Major routes between Birmingham and the North West of England will “remain poorly served” by rail because of cuts to HS2, government advisers have warned.

The National Infrastructure Commission (NIC) said a “do nothing” scenario north of Handsacre Junction, Staffordshire – where HS2 is now planned to stop – was not “sustainable”.

Existing rail infrastructure is a “constraint” on future growth in passenger and freight transport, the Commission’s annual review has found.

Capacity and connectivity cannot be “materially improved” north of Birmingham without further investment in infrastructure, it added.

The review found that there are “a number of specific bottlenecks” between Manchester and Birmingham, saying the West Coast Main Line “already operates at a higher intensity of operation than major high-speed lines in other European countries”, adversely affecting reliability.

Last October, Prime Minister Rishi Sunak scrapped plans to extend HS2 between the West Midlands and Manchester amid rising costs.

The NIC said in its report: “The commission’s analysis suggests that there are key corridors that will remain poorly served, such as links from Birmingham to Manchester and the North West.”

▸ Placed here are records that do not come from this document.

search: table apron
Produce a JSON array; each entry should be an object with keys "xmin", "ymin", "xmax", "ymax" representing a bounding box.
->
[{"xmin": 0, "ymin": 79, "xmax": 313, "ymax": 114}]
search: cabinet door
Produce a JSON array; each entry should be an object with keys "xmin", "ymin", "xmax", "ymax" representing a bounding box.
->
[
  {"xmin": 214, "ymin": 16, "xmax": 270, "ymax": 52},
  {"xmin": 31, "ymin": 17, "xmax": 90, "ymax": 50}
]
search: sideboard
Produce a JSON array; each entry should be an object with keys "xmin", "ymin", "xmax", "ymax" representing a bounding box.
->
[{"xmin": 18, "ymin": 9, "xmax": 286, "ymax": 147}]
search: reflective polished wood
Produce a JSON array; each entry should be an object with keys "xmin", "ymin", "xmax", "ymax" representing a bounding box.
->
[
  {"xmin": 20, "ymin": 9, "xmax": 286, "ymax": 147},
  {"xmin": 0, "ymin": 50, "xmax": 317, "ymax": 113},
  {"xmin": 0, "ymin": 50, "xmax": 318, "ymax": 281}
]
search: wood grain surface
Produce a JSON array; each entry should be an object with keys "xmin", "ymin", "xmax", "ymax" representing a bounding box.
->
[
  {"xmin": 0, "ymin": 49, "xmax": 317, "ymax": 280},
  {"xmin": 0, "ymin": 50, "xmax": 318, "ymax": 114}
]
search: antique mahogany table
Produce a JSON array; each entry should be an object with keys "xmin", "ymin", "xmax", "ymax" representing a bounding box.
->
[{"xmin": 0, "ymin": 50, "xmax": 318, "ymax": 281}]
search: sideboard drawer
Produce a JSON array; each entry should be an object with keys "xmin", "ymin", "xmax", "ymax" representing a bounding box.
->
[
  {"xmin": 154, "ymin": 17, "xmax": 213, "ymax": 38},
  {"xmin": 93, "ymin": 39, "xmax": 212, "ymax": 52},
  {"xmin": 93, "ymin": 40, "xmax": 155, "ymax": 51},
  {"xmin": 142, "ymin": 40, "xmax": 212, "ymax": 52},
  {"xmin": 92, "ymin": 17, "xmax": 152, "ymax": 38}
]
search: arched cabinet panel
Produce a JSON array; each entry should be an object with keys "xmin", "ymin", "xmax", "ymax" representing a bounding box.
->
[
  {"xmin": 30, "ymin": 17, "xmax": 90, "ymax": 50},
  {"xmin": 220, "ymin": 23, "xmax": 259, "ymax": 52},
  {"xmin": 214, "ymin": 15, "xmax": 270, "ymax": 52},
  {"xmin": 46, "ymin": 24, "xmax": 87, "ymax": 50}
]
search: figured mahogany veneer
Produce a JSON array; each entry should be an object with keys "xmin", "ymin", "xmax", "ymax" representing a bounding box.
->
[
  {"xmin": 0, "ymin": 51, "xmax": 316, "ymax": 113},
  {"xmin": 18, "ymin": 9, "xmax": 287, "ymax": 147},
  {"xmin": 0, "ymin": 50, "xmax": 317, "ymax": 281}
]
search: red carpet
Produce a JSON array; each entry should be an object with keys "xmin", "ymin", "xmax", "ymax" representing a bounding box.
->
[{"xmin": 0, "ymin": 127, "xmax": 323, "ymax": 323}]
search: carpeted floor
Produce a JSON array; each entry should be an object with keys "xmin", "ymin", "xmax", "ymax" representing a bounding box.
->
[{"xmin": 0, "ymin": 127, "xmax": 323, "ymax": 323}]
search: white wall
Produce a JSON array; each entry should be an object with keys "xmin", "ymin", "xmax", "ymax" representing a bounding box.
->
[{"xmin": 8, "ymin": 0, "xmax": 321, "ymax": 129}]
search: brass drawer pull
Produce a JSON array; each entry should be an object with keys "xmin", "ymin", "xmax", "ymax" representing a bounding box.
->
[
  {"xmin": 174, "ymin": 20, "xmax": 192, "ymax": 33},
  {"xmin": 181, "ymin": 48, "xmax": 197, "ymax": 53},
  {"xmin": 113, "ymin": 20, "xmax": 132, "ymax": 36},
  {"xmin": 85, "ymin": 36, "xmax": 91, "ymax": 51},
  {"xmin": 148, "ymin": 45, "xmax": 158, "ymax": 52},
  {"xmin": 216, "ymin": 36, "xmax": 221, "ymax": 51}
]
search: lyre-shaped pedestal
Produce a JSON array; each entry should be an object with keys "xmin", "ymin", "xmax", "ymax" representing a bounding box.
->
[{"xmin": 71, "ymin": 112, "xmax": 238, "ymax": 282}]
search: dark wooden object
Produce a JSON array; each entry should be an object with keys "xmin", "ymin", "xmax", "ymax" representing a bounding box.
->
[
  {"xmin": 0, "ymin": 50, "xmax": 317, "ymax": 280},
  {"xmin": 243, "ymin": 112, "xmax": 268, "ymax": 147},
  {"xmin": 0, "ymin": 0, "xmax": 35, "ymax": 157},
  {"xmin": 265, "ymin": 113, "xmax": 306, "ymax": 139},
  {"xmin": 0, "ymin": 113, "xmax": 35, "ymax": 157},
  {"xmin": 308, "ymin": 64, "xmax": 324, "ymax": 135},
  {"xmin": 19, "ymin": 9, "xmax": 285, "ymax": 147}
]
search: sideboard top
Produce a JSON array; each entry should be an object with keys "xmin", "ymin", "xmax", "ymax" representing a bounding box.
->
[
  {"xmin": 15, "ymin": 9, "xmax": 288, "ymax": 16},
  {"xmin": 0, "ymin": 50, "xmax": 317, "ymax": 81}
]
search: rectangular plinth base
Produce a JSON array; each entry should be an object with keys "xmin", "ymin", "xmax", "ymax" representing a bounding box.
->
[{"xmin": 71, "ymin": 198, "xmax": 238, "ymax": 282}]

Sir John Armitt, who chairs the NIC, said: “A long-term plan is needed to tackle the key connectivity, capacity and reliability issues of the North and Midlands rail network.”

He admitted that schemes such as the Midlands Rail Hub and Northern Powerhouse Rail “could address” some connectivity issues, but “a critical gap remains in the links between Birmingham, Manchester and the North West”.

Mr Sunak made his HS2 announcement alongside the publication of a government document called Network North, which sets out £36 billion worth of improvements to road, rail and bus services across the UK.

But the NIC found the plans needed “greater specificity” about their “scope, cost, benefits and schedule”.

The commission highlighted the “risk of a fatal loop” for local public transport, with insufficient funding leading to service cuts, further reducing patronage and therefore income.

The analysis also found that the current 30% annual growth rate of new public electric vehicle chargers installed must be maintained to reach the Government’s target of 300,000 by 2030.

This “will become more difficult in the coming years”, with the annual total needed reaching around 75,000 in 2029, the commission warned.

The report said: “The Government must continue to address any barriers to implementation, such as issues in ensuring timely connection to the electricity grid due to capacity constraints and slow progress in building more capacity.

“With less than six years to deliver on its ambition, the government and Ofgem must address these barriers to implementation.”